Data Visualization with Python - clizarraga-UAD7/Workshops GitHub Wiki
Data Visualization Libraries in Python
(Image credit: Plotly.com)
Introduction
There are many options for doing Data Visualization in Python. Matplotlib visualization library is among the most widely used plotting library and first choice for many data scientists and machine learning researchers and practitioners.
Matplotlib includes the Pyplot module which provides a MATLAB-like interface. Matplotlib is designed to be as usable as MATLAB, with the ability to use Python, and the advantage of being free and open-source.

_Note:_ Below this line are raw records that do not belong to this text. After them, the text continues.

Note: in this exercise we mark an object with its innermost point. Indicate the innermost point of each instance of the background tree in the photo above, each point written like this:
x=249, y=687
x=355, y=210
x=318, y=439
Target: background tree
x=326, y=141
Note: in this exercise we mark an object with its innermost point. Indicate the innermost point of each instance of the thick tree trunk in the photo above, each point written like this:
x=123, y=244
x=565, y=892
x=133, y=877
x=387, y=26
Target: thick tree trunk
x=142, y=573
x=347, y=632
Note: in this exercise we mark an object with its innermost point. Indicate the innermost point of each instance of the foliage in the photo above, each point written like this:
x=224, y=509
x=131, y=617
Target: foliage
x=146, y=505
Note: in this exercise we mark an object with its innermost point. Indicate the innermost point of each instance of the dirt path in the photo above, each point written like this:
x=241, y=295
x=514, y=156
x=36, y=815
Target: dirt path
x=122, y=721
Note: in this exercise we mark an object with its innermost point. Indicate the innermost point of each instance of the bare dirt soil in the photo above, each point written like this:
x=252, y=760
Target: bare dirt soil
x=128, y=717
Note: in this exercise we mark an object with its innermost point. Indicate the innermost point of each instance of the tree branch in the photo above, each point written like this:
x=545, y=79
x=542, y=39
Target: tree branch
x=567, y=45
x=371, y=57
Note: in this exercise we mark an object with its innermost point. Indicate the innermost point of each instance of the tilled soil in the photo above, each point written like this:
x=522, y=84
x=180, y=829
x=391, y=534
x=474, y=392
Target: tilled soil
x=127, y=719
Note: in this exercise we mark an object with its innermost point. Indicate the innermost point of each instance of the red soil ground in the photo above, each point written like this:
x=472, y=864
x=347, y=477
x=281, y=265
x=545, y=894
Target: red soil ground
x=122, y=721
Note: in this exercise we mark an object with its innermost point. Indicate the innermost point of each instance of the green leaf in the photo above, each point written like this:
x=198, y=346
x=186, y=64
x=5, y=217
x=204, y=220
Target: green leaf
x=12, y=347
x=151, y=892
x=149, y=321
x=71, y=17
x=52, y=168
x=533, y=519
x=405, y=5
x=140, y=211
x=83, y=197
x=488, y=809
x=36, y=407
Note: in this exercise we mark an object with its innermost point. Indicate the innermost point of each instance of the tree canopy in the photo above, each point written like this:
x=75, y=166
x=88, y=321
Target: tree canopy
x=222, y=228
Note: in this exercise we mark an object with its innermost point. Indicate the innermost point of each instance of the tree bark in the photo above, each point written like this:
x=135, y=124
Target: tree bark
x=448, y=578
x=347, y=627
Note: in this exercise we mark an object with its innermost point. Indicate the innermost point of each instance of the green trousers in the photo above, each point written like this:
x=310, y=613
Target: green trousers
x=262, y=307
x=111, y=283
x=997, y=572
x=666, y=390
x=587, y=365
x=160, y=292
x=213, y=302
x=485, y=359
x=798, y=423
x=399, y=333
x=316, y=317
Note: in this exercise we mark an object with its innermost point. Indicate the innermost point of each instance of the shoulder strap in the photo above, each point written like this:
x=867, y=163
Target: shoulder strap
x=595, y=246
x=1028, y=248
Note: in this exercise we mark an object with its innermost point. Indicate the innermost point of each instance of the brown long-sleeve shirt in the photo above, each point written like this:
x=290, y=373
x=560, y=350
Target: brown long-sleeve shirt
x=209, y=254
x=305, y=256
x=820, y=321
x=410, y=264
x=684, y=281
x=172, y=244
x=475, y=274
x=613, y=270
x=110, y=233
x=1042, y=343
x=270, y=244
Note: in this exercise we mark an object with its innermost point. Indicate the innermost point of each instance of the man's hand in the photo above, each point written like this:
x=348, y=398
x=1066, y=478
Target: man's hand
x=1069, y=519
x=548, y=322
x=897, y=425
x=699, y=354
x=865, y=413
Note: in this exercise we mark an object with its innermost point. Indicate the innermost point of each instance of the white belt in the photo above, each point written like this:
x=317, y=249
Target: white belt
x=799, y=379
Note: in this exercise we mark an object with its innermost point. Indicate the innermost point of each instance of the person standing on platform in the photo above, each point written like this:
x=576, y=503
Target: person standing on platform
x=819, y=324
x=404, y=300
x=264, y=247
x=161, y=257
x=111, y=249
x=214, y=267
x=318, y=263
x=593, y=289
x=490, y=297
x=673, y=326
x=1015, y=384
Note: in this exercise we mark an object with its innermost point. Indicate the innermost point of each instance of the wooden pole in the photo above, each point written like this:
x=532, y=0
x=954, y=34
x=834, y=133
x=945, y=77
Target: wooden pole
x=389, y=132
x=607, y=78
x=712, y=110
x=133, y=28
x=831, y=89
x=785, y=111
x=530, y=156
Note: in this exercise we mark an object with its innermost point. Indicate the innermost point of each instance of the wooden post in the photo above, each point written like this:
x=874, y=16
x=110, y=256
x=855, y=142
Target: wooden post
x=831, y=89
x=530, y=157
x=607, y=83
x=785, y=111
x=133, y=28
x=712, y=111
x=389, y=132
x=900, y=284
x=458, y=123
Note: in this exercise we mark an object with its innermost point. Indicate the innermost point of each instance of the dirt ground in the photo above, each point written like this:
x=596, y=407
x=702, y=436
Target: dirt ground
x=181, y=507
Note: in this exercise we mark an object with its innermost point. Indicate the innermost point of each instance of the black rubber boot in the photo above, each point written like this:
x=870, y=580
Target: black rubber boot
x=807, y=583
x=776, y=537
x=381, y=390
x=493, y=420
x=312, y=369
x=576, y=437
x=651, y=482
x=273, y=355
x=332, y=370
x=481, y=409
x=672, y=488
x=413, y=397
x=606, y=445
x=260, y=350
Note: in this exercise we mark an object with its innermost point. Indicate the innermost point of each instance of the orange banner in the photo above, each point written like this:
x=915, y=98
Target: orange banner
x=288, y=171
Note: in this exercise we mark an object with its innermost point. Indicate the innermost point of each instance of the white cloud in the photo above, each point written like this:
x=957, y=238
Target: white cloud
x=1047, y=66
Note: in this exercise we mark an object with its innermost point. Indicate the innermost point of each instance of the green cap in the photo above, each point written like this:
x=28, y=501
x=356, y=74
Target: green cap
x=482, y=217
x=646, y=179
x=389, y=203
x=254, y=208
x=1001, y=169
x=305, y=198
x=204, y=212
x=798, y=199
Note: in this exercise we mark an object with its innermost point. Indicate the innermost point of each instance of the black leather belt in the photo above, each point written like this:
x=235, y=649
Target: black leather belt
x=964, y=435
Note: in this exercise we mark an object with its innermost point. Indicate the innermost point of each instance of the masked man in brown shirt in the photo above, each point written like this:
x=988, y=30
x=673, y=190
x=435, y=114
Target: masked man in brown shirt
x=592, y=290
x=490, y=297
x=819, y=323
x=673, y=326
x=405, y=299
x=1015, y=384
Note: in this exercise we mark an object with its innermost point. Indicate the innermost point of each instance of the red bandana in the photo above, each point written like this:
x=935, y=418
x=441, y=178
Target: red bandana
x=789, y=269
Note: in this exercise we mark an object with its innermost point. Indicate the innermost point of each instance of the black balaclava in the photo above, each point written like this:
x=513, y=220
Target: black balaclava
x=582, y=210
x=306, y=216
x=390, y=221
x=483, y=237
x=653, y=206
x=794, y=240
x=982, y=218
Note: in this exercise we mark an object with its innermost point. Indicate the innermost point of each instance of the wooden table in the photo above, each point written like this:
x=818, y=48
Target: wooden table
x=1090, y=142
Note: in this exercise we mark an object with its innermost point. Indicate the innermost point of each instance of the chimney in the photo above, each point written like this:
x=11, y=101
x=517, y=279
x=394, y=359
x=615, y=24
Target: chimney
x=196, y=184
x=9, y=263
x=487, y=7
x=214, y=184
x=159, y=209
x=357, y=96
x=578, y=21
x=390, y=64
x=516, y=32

Among all visualization libraries for Python, we enlist some of the most popular:
- Altair. Altair is a declarative statistical visualization library for Python, based on Vega and Vega-Lite.
- Bokeh. Bokeh is a Python library for creating interactive visualizations for modern web browsers.
- Ggplot. Ggplot is a Python implementation of the grammar of graphics ggplot2. Ggplot is not necessary a feature by feature equivalent of ggplot2, but does have some overlap.
- HoloViews. HoloViews is an open-source Python library designed to make data analysis and visualization seamless and simple.
- Matplotlib. Matplotlib is a comprehensive library for creating static, animated, and interactive visualizations in Python.
- Plotly. Plotly's Python graphing library makes interactive, publication-quality graphs.
- Plotnine. plotnine is an implementation of a grammar of graphics in Python, it is based on ggplot2 used in R programming language.
- Seaborn. Seaborn is a Python data visualization library based on Matplotlib. It provides a high-level interface for drawing attractive and informative statistical graphics.
Matplotlib Color Tables and Color Maps
Matplotlib comes with a series of color tables and colormap options. You can try different options and select one that suits your needs.
You can also use different online color map tools, like Colorbrewer2.org or Paletton.com to guide you in selecting a color map.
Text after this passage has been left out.